With that in mind, check out the language State Department Spokesperson Victoria Nuland uses to describe how other countries are receiving the State Department’s efforts to persuade them to treat this plot as real.

Other countries are buying the basic idea of the plot, Nuland said, despite fairly widespread skepticism among Iran watchers about the likelihood the Quds Force would put such a clumsy plan into place.

“Countries may find it quite a story, but they’re not surprised that Iran would be capable of something like this,” she said.

It seems that our allies may be just as skeptical as many American observers that the Quds Force planned the precise plot that–it is clear–Narc’s handlers wrote the screenplay for. But, Nuland says, they buy the basic idea of it–“they’re not surprised that Iran would be capable of something like this.”

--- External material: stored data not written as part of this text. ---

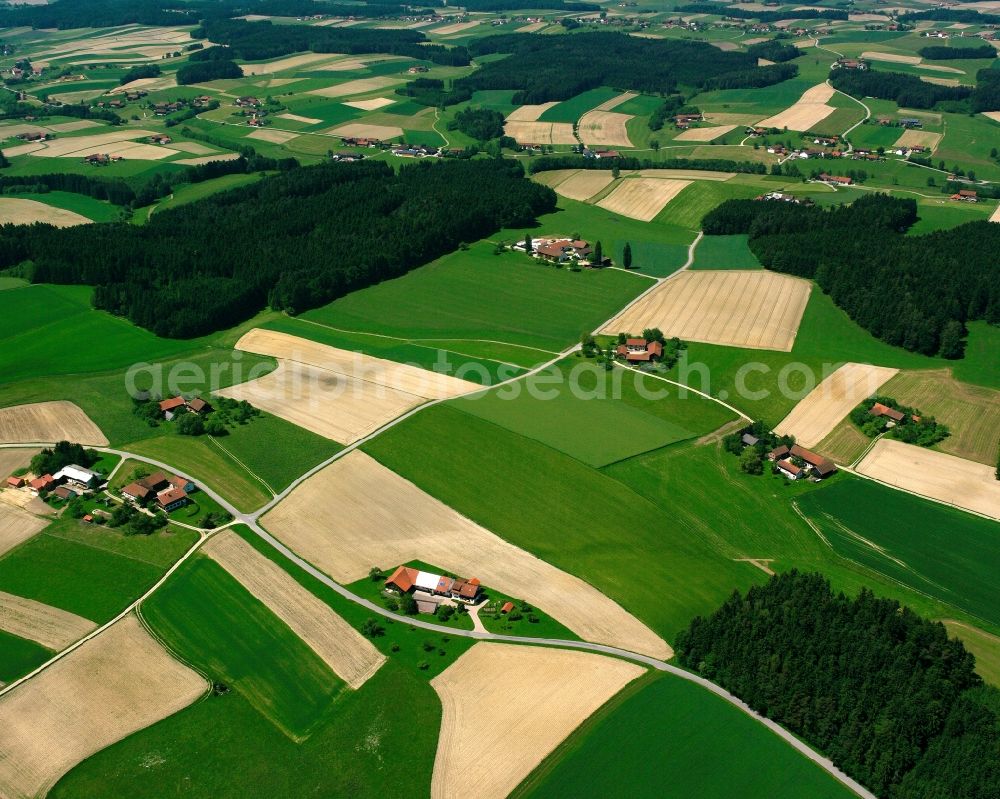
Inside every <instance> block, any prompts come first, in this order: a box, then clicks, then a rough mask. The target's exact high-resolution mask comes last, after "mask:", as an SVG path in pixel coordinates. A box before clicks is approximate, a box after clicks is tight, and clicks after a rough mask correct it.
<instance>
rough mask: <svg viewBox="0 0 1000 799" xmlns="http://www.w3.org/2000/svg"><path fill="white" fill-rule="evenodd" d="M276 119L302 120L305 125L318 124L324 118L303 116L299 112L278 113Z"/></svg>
mask: <svg viewBox="0 0 1000 799" xmlns="http://www.w3.org/2000/svg"><path fill="white" fill-rule="evenodd" d="M275 118H276V119H287V120H288V121H289V122H301V123H303V124H304V125H318V124H319V123H320V122H322V121H323V120H322V119H315V118H313V117H303V116H299V115H298V114H278V115H277V117H275Z"/></svg>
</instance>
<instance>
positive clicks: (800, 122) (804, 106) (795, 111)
mask: <svg viewBox="0 0 1000 799" xmlns="http://www.w3.org/2000/svg"><path fill="white" fill-rule="evenodd" d="M833 94H834V92H833V88H832V87H830V86H827V85H826V84H825V83H819V84H817V85H815V86H813V87H812V88H811V89H807V90H806V91H805V92H804V93H803V94H802V96H801V97H800V98H799V99H798V100H796V102H795V104H794V105H792V106H789V107H788V108H786V109H785V110H784V111H782V112H781V113H780V114H775V115H774V116H772V117H768V118H767V119H762V120H761V121H760V122H758V123H757V124H758V125H759V126H760V127H762V128H777V129H778V130H783V129H784V128H788V129H789V130H809V129H810V128H812V127H813V126H815V125H816V124H817V123H818V122H822V121H823V120H824V119H826V118H827V117H828V116H830V114H832V113H833V112H834V110H835V109H834V107H833V106H832V105H827V104H826V101H827V100H829V99H830V98H831V97H833Z"/></svg>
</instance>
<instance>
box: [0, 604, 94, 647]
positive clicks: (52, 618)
mask: <svg viewBox="0 0 1000 799" xmlns="http://www.w3.org/2000/svg"><path fill="white" fill-rule="evenodd" d="M95 629H97V624H96V623H95V622H92V621H91V620H90V619H85V618H83V617H82V616H77V615H76V614H75V613H69V612H68V611H65V610H60V609H59V608H54V607H52V606H51V605H45V604H43V603H41V602H35V601H34V600H32V599H25V598H24V597H20V596H15V595H14V594H8V593H7V592H5V591H0V630H5V631H6V632H8V633H11V634H13V635H17V636H19V637H21V638H27V639H29V640H31V641H35V642H37V643H39V644H41V645H42V646H44V647H46V648H47V649H51V650H53V651H56V652H58V651H59V650H61V649H65V648H66V647H67V646H69V645H70V644H72V643H73V642H74V641H79V640H80V639H81V638H83V637H84V636H85V635H86V634H87V633H89V632H92V631H93V630H95Z"/></svg>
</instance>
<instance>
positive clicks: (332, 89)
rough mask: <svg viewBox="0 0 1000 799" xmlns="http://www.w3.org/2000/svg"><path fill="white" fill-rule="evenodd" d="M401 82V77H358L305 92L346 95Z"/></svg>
mask: <svg viewBox="0 0 1000 799" xmlns="http://www.w3.org/2000/svg"><path fill="white" fill-rule="evenodd" d="M403 82H404V81H403V79H402V78H387V77H376V78H358V79H357V80H349V81H347V82H345V83H338V84H337V85H336V86H327V87H325V88H323V89H313V90H312V91H310V92H307V94H315V95H318V96H319V97H348V96H350V95H352V94H367V93H368V92H377V91H381V90H382V89H387V88H388V87H390V86H395V85H397V84H399V83H403Z"/></svg>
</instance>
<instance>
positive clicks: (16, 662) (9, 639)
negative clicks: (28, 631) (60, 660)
mask: <svg viewBox="0 0 1000 799" xmlns="http://www.w3.org/2000/svg"><path fill="white" fill-rule="evenodd" d="M50 657H52V652H50V651H49V650H48V649H46V648H45V647H44V646H42V645H41V644H36V643H35V642H34V641H29V640H27V639H26V638H18V637H17V636H16V635H11V634H10V633H8V632H5V631H4V630H0V681H2V682H4V683H10V682H13V681H14V680H16V679H18V678H19V677H23V676H24V675H25V674H27V673H28V672H30V671H31V670H32V669H36V668H38V667H39V666H41V665H42V664H43V663H44V662H45V661H46V660H48V659H49V658H50Z"/></svg>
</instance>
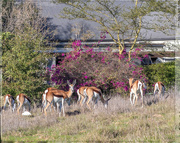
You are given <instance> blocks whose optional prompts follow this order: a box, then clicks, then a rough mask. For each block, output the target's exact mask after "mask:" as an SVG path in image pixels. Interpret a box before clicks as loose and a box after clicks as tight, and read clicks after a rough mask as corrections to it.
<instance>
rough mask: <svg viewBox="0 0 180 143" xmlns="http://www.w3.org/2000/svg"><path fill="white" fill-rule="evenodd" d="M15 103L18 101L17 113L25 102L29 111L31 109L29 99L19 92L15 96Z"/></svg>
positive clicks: (28, 98) (30, 103) (23, 104)
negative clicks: (15, 96)
mask: <svg viewBox="0 0 180 143" xmlns="http://www.w3.org/2000/svg"><path fill="white" fill-rule="evenodd" d="M16 100H17V103H18V108H17V113H18V114H19V110H20V109H21V106H24V105H25V104H28V106H29V111H30V110H31V105H30V104H31V100H30V99H29V97H28V96H27V95H25V94H23V93H20V94H19V95H17V97H16Z"/></svg>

We had to invent this entire screenplay–perhaps investing as much money or more as Quds Force allegedly did–to get our allies to agree that the Quds Force might engage in terrorism? Didn’t they already know that?

(I sort of wonder whether our representatives are also asking our allies whether they think we’re capable of assassinating nuclear scientists?)

Therein lies the problem with the American practice of using stings to craft the scariest terror story possible. If the sheer improbability of it makes the story less credible, if all it does is reinforce a widely held belief, then doesn’t the theatricality of it work against the government?